Awakening Part 1

Did I mention that this 3-day siesta from 6mp was life changing, a borderline panacea? This one overlooked “mistake” was my awakening! The first day without taking the drug I felt different and strange, yet in a good way. I couldn’t identify what was happening but I liked it, it was abundant and cleansing if you will.

Day #2, I ventured outside and noticed color – glorious blue skies, the opulent shade of green grass and late Summer leaves, brown/grey hues of knobby tree trunks laden with wispy Spanish moss, the bright green and hot pink of my pink polka dot plant.

Amazed with my once hidden, then renewed colorful sight, I went inside and for the first time in too long, I noticed the colors of my inside world: bright shades of wall colors, and the soft, muted flowers of window treatments from my late Auntie Evelyn. There were under appreciated works of art, from whimsical paintings to nautical wooden and sea glass objects, my favorite Fall scarf of yellow, orange, pink, all in staggering ombre. I didn’t know how to react, where to begin or what to do. So, I cried.

I remember going from room to room, seeing the contents for perhaps the first time, appreciating the beauty of life within, from simple family pictures on my dresser to the calypso colors of a wall painting. I called a friend, trying to explain what was happening. I was seeing colors for the first time in a long time and I was appreciating the effort behind the displays.

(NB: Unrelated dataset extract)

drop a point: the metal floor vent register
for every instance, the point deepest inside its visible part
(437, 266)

I realized what an island I had become, inhabitable to only me, sustainable to few else; I felt nothing inside therefore had nothing to give. When life lines were tossed, I usually cut the line and kept the float. Most overtures of kindness were lost on me, not out of spite, but out of having no feeling, few emotions except numbness and not knowing how to react. Only my true friends and family toughed it out; they knew who I was before chemo and that is what they held onto when I gave them nothing else.

2 comments

Oh, how we take life without appreciation for the beauty around us. It had to be exciting to have experienced this new adventure that had left you for so long. May God continue to direct you with new experiences.

It was indeed and awakening, by divine intervention!